Per questo motivo, nel biennio 1989-1990 si decise di spargere 14900 tonnellate di calcare, un processo chiamato liming (dall'inglese limestone, “calcare”).
Il carbonato di calcio (CaCO3) contenuto nel calcare è solubile in acqua e in ambiente acido reagisce con gli ioni idrogeno presenti per formare acido carbonico, che si decompone velocemente in anidride carbonica (CO2) e acqua (H2O). Questa reazione permette di abbassare la concentrazione degli ioni idrogeno (che vengono consumati dalle reazioni con il carbonato) e quindi di aumentare il pH riportandolo ai valori pre-industriali: negli anni Duemila i valori di pH raggiunsero così i 6.8-6.9, ripristinando la natura neutra dello specchio d'acqua.
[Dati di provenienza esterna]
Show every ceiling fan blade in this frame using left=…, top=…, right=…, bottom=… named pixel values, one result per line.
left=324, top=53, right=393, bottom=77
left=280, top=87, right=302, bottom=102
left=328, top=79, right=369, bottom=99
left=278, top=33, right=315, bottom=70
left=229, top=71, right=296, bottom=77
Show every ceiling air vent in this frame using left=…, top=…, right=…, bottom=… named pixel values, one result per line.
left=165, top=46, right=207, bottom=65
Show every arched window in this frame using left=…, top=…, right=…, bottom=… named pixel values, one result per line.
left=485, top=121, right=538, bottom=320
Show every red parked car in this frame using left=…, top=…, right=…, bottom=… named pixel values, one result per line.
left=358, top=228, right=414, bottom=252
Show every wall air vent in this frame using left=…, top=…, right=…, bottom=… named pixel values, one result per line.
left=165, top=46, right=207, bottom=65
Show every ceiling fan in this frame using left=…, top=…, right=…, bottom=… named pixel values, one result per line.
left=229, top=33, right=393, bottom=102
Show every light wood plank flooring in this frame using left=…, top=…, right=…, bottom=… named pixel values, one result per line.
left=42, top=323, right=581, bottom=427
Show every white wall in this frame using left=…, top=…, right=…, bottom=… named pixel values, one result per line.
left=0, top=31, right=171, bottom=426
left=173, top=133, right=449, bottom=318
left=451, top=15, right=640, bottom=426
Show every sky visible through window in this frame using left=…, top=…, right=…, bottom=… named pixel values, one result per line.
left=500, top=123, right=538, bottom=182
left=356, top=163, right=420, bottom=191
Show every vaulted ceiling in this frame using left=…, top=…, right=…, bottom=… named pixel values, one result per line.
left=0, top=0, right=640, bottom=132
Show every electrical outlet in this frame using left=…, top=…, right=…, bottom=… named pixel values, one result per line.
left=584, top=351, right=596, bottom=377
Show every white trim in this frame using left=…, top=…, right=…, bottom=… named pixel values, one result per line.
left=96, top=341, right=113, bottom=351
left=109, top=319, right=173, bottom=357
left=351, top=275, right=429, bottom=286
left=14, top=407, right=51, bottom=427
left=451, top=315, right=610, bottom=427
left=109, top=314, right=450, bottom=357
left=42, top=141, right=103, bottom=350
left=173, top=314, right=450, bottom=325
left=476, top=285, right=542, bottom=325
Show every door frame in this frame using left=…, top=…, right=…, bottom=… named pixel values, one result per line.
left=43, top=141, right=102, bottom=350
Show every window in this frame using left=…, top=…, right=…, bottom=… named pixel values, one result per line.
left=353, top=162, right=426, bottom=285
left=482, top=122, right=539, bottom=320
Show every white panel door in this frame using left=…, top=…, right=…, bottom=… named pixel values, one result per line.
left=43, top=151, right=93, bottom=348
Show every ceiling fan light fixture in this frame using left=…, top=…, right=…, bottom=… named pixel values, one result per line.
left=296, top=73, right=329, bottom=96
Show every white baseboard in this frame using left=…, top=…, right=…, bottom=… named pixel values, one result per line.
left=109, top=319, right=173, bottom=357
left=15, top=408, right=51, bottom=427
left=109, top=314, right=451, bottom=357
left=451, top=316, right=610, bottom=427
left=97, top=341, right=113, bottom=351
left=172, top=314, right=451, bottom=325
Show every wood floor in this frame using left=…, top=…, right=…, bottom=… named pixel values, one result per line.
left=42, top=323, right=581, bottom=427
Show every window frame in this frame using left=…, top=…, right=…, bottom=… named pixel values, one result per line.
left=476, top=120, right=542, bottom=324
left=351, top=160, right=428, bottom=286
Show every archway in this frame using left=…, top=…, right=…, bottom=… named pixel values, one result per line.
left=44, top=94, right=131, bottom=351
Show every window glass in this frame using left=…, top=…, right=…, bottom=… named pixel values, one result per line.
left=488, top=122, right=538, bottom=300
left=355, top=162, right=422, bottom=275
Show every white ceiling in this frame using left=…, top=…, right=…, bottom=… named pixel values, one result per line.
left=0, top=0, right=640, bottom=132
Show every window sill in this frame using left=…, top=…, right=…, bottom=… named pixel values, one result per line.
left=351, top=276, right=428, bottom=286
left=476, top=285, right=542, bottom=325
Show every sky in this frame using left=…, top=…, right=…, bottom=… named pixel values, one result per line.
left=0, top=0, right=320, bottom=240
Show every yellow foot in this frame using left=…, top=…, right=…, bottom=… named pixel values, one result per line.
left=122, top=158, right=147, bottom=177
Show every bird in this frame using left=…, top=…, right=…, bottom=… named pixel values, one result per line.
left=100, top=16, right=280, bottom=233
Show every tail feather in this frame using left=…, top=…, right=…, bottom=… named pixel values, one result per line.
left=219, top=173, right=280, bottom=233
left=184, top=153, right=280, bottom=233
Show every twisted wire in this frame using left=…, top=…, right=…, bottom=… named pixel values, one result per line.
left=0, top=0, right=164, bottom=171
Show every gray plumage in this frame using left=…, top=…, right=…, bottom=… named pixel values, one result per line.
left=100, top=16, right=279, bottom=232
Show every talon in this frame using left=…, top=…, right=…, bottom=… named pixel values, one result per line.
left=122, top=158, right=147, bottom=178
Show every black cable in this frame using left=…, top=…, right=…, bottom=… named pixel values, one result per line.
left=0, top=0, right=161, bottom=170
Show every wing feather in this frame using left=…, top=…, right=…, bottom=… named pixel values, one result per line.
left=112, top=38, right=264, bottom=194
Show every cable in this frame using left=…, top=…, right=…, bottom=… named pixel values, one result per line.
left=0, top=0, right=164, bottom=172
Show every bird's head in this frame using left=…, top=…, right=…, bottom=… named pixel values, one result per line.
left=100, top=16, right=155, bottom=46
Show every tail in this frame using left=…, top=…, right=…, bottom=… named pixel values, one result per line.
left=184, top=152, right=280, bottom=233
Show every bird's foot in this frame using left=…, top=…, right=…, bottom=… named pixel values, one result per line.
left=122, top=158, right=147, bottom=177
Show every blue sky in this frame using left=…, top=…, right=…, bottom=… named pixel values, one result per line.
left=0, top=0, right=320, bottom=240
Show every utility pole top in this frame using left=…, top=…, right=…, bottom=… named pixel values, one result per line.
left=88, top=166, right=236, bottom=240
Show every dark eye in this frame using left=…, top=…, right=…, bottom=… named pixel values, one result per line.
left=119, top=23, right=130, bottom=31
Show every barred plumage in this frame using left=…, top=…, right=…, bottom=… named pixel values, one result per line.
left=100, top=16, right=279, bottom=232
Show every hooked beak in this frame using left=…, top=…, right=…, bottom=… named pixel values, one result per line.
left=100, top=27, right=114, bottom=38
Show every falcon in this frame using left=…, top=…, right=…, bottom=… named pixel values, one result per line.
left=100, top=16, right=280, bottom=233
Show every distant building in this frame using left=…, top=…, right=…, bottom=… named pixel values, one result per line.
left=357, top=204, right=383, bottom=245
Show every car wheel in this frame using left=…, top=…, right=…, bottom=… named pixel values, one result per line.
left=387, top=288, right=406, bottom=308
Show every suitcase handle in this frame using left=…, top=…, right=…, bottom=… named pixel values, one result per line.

Avendo eliminato gli scarichi incontrollati da industrie o abitazioni, l'ammonio residuo fu completamente consumato e questa variazione portò anche alla riduzione della concentrazione dei metalli sospesi in soluzione o disciolti nelle acque del lago, grazie all'aumento della precipitazione sui fondali.
Il successo dell'operazione e i ripopolamenti hanno riportato diverse specie ittiche al Lago d'Orta, e ne hanno anche permesso l'uso balneare favorendo l'afflusso turistico: come per l'area del lago Maggiore, anche il Cusio è diventata meta di vacanza per svizzeri, francesi e tedeschi.